Ele percebeu que o fato de acreditar em determinada ideologia e ter uma visão libertária do mundo nem sempre leva a ter um comportamento libertário em suas relações pessoais com seus semelhantes – há algo mais, como um barreira inconsciente, que determina as atitudes dos indivíduos em relação à vida e às outras pessoas. Freire, então, rompeu com a psicanálise e nas décadas seguintes pesquisou e desenvolveu a Somaterapia – uma forma de terapia em forma de pedagogia, ou uma espécie de pedagogia com efeitos terapêuticos. Isso significa que a forma de lidar com a neurose é deslocada de uma perspectiva médica para uma educacional.

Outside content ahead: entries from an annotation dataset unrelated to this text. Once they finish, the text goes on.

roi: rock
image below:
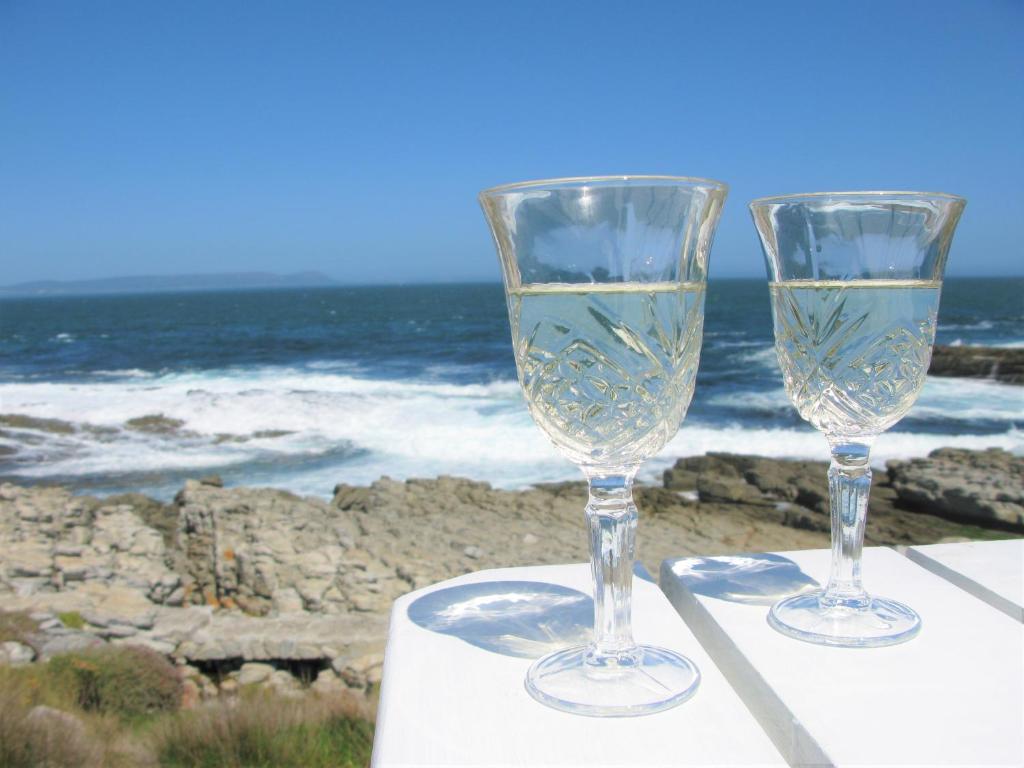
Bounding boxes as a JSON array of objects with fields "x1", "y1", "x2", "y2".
[
  {"x1": 928, "y1": 346, "x2": 1024, "y2": 384},
  {"x1": 25, "y1": 705, "x2": 86, "y2": 740},
  {"x1": 662, "y1": 466, "x2": 699, "y2": 490},
  {"x1": 0, "y1": 640, "x2": 36, "y2": 667},
  {"x1": 181, "y1": 679, "x2": 203, "y2": 710},
  {"x1": 697, "y1": 474, "x2": 769, "y2": 504},
  {"x1": 331, "y1": 652, "x2": 384, "y2": 689},
  {"x1": 237, "y1": 662, "x2": 274, "y2": 685},
  {"x1": 270, "y1": 587, "x2": 304, "y2": 613},
  {"x1": 888, "y1": 449, "x2": 1024, "y2": 530},
  {"x1": 266, "y1": 670, "x2": 303, "y2": 698},
  {"x1": 39, "y1": 632, "x2": 103, "y2": 660}
]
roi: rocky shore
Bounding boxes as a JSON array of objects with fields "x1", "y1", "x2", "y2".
[
  {"x1": 928, "y1": 345, "x2": 1024, "y2": 384},
  {"x1": 0, "y1": 449, "x2": 1024, "y2": 701}
]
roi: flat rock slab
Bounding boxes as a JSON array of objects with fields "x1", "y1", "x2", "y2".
[
  {"x1": 174, "y1": 613, "x2": 387, "y2": 662},
  {"x1": 662, "y1": 548, "x2": 1024, "y2": 766},
  {"x1": 904, "y1": 539, "x2": 1024, "y2": 622},
  {"x1": 373, "y1": 565, "x2": 785, "y2": 768}
]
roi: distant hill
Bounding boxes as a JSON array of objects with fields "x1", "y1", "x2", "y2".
[{"x1": 0, "y1": 272, "x2": 337, "y2": 297}]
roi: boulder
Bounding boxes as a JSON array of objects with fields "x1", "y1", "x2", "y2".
[
  {"x1": 888, "y1": 449, "x2": 1024, "y2": 530},
  {"x1": 236, "y1": 662, "x2": 274, "y2": 685},
  {"x1": 0, "y1": 640, "x2": 36, "y2": 667}
]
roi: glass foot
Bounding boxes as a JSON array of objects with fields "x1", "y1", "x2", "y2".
[
  {"x1": 768, "y1": 590, "x2": 921, "y2": 648},
  {"x1": 526, "y1": 645, "x2": 700, "y2": 717}
]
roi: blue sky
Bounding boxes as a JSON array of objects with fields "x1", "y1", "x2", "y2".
[{"x1": 0, "y1": 0, "x2": 1024, "y2": 284}]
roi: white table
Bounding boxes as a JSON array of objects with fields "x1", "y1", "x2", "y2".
[
  {"x1": 662, "y1": 548, "x2": 1024, "y2": 766},
  {"x1": 904, "y1": 539, "x2": 1024, "y2": 622},
  {"x1": 373, "y1": 564, "x2": 785, "y2": 768}
]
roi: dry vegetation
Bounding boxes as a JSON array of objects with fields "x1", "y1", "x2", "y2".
[{"x1": 0, "y1": 646, "x2": 373, "y2": 768}]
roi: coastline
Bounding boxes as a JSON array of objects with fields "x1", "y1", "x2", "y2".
[{"x1": 0, "y1": 450, "x2": 1024, "y2": 700}]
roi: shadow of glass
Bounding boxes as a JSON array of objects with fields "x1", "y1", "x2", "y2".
[
  {"x1": 408, "y1": 582, "x2": 594, "y2": 658},
  {"x1": 672, "y1": 554, "x2": 819, "y2": 605}
]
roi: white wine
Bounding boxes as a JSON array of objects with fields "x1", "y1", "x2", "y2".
[
  {"x1": 509, "y1": 283, "x2": 703, "y2": 470},
  {"x1": 771, "y1": 280, "x2": 942, "y2": 437}
]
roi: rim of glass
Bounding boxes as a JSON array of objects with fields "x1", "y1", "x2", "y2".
[
  {"x1": 750, "y1": 189, "x2": 967, "y2": 208},
  {"x1": 480, "y1": 174, "x2": 729, "y2": 198}
]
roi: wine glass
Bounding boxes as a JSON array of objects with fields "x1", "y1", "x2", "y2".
[
  {"x1": 480, "y1": 176, "x2": 726, "y2": 716},
  {"x1": 751, "y1": 191, "x2": 966, "y2": 646}
]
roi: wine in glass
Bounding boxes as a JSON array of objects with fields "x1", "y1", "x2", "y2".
[
  {"x1": 751, "y1": 191, "x2": 966, "y2": 646},
  {"x1": 480, "y1": 176, "x2": 726, "y2": 716}
]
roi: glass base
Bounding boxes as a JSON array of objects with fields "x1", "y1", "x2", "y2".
[
  {"x1": 768, "y1": 590, "x2": 921, "y2": 648},
  {"x1": 526, "y1": 645, "x2": 700, "y2": 717}
]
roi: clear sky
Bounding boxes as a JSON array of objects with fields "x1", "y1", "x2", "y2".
[{"x1": 0, "y1": 0, "x2": 1024, "y2": 284}]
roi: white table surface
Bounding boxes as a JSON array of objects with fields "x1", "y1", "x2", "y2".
[
  {"x1": 904, "y1": 539, "x2": 1024, "y2": 622},
  {"x1": 662, "y1": 548, "x2": 1024, "y2": 766},
  {"x1": 372, "y1": 564, "x2": 785, "y2": 768}
]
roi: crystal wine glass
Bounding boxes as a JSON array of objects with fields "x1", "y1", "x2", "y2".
[
  {"x1": 751, "y1": 191, "x2": 966, "y2": 646},
  {"x1": 480, "y1": 176, "x2": 726, "y2": 715}
]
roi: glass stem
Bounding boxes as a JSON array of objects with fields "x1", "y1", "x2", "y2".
[
  {"x1": 821, "y1": 438, "x2": 871, "y2": 609},
  {"x1": 587, "y1": 474, "x2": 637, "y2": 667}
]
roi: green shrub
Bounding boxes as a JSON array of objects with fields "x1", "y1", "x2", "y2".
[
  {"x1": 57, "y1": 610, "x2": 85, "y2": 630},
  {"x1": 48, "y1": 645, "x2": 181, "y2": 718},
  {"x1": 0, "y1": 665, "x2": 104, "y2": 768},
  {"x1": 154, "y1": 691, "x2": 374, "y2": 768}
]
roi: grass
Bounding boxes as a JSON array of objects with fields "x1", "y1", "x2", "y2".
[
  {"x1": 45, "y1": 645, "x2": 181, "y2": 719},
  {"x1": 152, "y1": 691, "x2": 374, "y2": 768},
  {"x1": 0, "y1": 646, "x2": 374, "y2": 768}
]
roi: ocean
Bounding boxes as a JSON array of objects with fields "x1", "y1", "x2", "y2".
[{"x1": 0, "y1": 279, "x2": 1024, "y2": 499}]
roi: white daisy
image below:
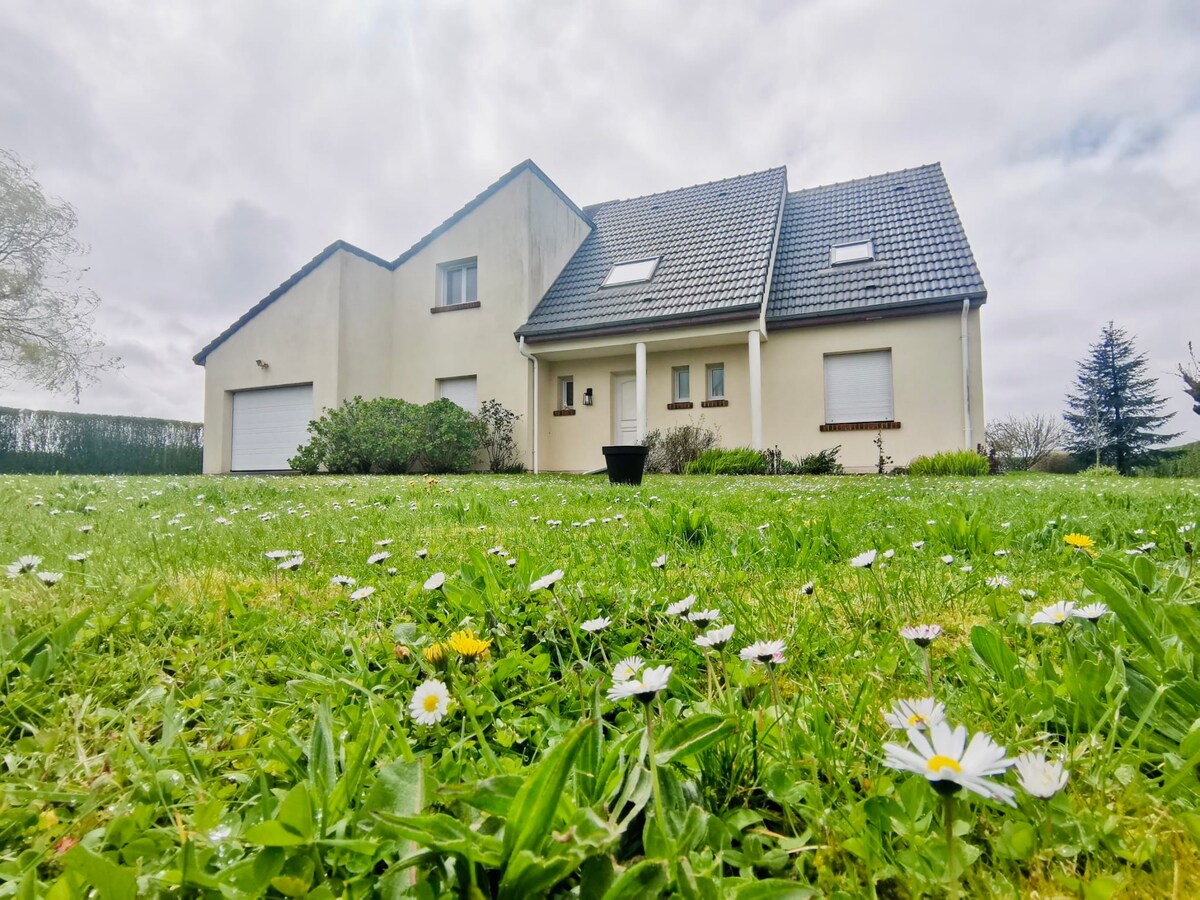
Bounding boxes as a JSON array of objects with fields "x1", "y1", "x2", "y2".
[
  {"x1": 1030, "y1": 600, "x2": 1075, "y2": 625},
  {"x1": 612, "y1": 656, "x2": 646, "y2": 682},
  {"x1": 529, "y1": 569, "x2": 563, "y2": 594},
  {"x1": 883, "y1": 697, "x2": 946, "y2": 731},
  {"x1": 696, "y1": 625, "x2": 733, "y2": 650},
  {"x1": 1015, "y1": 754, "x2": 1070, "y2": 800},
  {"x1": 408, "y1": 678, "x2": 450, "y2": 725},
  {"x1": 883, "y1": 722, "x2": 1016, "y2": 806},
  {"x1": 738, "y1": 641, "x2": 784, "y2": 662},
  {"x1": 667, "y1": 594, "x2": 696, "y2": 616},
  {"x1": 900, "y1": 625, "x2": 942, "y2": 647},
  {"x1": 850, "y1": 550, "x2": 880, "y2": 569}
]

O objetivo da Somaterapia é libertar aqueles que foram submetidos à repressão (ou seja todos nós). Ela se sustenta-se na teoria e na práxis da psicologia social e corporal de Wilhelm Reich, Antipsiquiatria, Gestalt Terapia, Anarquismo e com a arte afro-brasileira do povo chamado Capoeira Angola da Bahia

A técnica que ele criou consiste em reunir um grupo de pessoas para formar um coletivo com duração limitada (cerca de um ano e meio) exatamente tal quais as Zonas Autônomas Temporárias de Hakim Bey. Esses grupos por meio de dinâmicas autogestionárias e não hierárquicas, buscará explorar, compreender e desenvolver suas capacidades de ser criativo, autorregulado, amar e ser amado e ter confiança na defesa de seus próprios desejos e necessidades em relação a uma sociedade hostil aos indivíduos independentes.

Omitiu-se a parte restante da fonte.